I stopped when she came into sight, and moved in among the shadows of the pine trees. The paved path came to a fork, where one branch curled away to the right, climbing the hill toward my own cabin, and the other branched left, leveled off and led to a large cabin with a veranda. This was the path she took and I watched her climb the steps, fumble for a moment inserting a key, and disappear inside. After a second, a warm, amber light came on in t
he window. Then a second light came on at the back. I figured that would be the bedroom.
I continued on my way up to my cabin. From my veranda I knew I would have a clear view of the back of her cabin, and the fork in the path. I settled back with my feet on the rail, lit another Camel and waited, thinking.
After ten minutes, the light at the front of the cabin went off, but the one at the back stayed on.

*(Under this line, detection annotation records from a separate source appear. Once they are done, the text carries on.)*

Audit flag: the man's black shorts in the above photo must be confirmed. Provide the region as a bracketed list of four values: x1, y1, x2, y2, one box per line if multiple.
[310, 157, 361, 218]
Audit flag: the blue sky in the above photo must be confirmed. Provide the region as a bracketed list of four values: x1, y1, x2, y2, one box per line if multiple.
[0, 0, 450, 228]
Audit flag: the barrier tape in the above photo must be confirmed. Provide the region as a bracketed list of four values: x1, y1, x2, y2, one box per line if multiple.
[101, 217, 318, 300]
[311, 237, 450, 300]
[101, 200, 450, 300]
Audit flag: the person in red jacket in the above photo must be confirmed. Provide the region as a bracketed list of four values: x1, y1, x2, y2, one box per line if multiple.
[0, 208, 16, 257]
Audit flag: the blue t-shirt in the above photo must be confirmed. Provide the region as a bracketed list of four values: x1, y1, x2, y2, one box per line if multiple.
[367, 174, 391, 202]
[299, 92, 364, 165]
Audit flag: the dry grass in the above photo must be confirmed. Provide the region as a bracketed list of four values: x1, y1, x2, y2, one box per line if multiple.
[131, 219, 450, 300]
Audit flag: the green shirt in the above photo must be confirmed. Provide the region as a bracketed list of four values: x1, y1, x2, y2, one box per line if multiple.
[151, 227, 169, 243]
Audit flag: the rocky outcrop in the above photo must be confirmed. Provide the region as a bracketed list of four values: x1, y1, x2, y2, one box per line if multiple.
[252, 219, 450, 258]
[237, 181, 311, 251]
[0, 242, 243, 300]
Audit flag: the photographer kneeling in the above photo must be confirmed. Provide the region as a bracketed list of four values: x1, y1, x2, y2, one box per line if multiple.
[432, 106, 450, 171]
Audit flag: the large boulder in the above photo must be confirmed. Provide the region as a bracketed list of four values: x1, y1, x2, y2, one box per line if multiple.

Then there were steps, and the figure of Prince Mohamed bin Awad appeared at the fork, hesitated, looked about, and made its way up to her veranda. There might have been an exchange of whispered voices, it was hard to tell, but there was definitely the soft clunk of a closing door.
Both bin Awad and Dabir were guests of Ruud van Dreiver. They must have suites at his palatial mansion where they could meet, yet here they were, at the resort, making clumsy, ineffectual attempts at a clandestine meeting in a cabin she had hired, barely a mile from her host’s house. I knew she was single because we had read up on her background. He had three wives and was entitled to have as many more as he pleased. Their difference in religion went some way to explaining why they were keeping their affair secret, but it didn’t explain why they were keeping it secret from van Dreiver and the other members of the cabal. Unless the divisions between their religions were a part of Omega’s own internal policies. That was entirely possible. Whatever the case, it played right into my hands.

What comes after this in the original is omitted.